古民家カフェ 赤城山百年古民家 初雪堂/赤城本店の外観。

 お家というよりはお屋敷と言った方が良いような立派な住宅でした。
 のれんを潜って木引き戸の玄関を開けると、1階席と2階席のどちらが良いかと聞かれました。初雪堂さんは赤城の山の中腹ほどにあり、斜面に建っていることから、きっと景色が良いだろうと2階席を選びます。
 他にもお客さまがいらっしゃったのであまり引きの写真は取れなかったのですが、中はこんな感じです。

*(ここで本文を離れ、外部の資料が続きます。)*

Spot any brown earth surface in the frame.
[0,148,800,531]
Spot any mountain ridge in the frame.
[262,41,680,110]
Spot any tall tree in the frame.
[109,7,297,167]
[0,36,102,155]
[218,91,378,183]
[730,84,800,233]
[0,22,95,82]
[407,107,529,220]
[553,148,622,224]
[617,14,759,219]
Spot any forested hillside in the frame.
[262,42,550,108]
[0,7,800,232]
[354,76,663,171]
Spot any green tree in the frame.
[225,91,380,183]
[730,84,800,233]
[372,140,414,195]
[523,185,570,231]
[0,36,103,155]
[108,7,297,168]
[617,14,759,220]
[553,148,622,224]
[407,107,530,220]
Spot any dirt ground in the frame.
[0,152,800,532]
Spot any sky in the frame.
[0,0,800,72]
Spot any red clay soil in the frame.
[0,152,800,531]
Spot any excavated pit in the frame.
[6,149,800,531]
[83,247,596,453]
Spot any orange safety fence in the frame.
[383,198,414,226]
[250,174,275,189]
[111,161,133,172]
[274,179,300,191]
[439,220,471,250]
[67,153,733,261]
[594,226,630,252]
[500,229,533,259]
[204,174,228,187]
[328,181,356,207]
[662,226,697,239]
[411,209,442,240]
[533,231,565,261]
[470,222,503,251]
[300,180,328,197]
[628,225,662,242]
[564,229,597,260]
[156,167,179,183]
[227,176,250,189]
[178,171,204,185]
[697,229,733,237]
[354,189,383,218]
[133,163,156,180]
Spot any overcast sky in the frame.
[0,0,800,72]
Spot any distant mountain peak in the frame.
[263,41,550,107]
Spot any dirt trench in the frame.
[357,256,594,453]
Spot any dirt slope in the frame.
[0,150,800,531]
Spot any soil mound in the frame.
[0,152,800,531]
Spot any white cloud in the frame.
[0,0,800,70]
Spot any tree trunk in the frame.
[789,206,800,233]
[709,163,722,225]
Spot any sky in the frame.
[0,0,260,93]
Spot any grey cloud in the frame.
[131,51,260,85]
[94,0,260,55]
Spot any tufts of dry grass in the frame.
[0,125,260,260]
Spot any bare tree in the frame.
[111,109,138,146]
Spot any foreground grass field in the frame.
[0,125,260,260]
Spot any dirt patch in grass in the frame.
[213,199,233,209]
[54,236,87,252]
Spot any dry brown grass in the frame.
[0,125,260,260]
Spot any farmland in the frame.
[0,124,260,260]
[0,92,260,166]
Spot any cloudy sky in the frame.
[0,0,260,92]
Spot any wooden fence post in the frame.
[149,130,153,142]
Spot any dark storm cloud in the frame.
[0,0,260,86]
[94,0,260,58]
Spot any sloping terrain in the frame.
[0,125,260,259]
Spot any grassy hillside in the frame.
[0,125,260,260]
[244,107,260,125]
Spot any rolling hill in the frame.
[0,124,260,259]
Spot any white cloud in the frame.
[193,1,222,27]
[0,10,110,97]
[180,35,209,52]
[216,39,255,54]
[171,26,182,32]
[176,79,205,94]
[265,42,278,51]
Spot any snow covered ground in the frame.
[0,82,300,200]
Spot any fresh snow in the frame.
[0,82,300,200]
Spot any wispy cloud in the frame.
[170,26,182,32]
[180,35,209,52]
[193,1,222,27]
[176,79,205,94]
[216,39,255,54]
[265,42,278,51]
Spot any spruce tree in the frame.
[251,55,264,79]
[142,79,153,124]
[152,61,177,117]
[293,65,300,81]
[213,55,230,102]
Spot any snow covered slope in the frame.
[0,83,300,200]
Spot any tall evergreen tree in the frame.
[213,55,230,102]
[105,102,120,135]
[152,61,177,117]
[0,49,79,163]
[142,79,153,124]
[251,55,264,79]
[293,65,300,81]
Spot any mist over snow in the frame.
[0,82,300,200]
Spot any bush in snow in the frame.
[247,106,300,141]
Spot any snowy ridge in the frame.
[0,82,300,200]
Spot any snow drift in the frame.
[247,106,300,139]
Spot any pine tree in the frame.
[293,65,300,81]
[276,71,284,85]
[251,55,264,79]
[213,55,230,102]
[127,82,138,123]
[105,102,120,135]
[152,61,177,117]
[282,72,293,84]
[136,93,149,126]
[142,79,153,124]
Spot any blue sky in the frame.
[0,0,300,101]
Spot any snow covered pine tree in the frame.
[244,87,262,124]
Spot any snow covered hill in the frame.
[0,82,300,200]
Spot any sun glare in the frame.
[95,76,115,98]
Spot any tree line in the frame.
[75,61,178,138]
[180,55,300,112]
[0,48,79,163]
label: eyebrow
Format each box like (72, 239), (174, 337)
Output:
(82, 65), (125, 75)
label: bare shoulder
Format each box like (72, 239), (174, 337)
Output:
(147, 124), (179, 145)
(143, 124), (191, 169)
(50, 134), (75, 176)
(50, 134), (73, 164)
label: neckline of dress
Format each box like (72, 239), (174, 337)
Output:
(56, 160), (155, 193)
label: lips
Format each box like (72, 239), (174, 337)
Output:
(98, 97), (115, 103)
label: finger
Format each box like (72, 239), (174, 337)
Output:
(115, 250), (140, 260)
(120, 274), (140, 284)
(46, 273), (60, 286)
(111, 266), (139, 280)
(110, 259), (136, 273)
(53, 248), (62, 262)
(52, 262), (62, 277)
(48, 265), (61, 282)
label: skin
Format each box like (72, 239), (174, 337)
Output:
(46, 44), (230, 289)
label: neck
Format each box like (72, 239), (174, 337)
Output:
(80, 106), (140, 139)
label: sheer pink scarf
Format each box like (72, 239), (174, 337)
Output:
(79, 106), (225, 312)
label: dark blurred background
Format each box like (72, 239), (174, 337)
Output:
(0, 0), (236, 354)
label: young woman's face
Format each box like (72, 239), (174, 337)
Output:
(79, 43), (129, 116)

 2人で訪ねたのですが、タイミングが良かったのか個室を案内して頂きました。お部屋には、高さがほぼ同じちゃぶ台が2台。ヴィンテージやアンティークといった形容が似合うような、年齢を感じるしっとりとした木の肌触りです。左の机には引き出しが付いていたので思わず開けてしまったのですが、中にはメモ帳とボールペンが入っていました。今はカフェなのは十分承知しているのですが、住まいを感じられてちょっと良い感じ。
 部屋は襖で区切られており、すべて外すと大きな1室になる昔ながらの日本家屋です。実際、1階は開け放たれたひと間になっており、非常に開放感のある空間として利用していました。
 個人的には、部屋仕切りの襖に丸球捻締の錠(※)が有ったのがちょっと良いお屋敷感が有って好きポイントです。(※まるたまねじしまり。日本特有の昔ながらの金属錠です。写真を撮ったつもりで撮れていませんでした。興味のある方はぐぐってみてください。)

 古民家カフェですから、カフェごはんやスイーツも楽しんで来ました。小洒落たお飲み物もたくさん有ったのですが、玄米茶でいただきました。どのメニューも大変においしかったです。

 今まで行った古民家カフェはどちらかといえば「カフェ」感が強く、お家を改装したお店にいるなーと思いながら過ごしていたのですが、今回は個室だったこともあり、「人が住んでいた名残」を強く感じることとなりました。家でくつろぐ感覚に近く、ついついおしゃべりも弾み、のんびり楽しい時間を過ごすことができました。
 他にも食べてみたいメニューもありますし、赤城山の山頂を臨む面のカウンター席では借景を楽しむこともできそうです。
 山の中腹なこともあり家からは少し時間もかかるのですが、また行ってみたいと思います。

余談:
 もしこれを見て行ってみようかなという方がいらっしゃいましたら、近くにあります、犬と触れ合えるドッグパーク名犬牧場と、和豚もち豚の精肉・加工品を扱っているハム工房ぐろーばるがとってもオススメです。道の駅まえばし赤城では温泉に入ることもできます。ぜひ遊びに来ていただけたらうれしいです。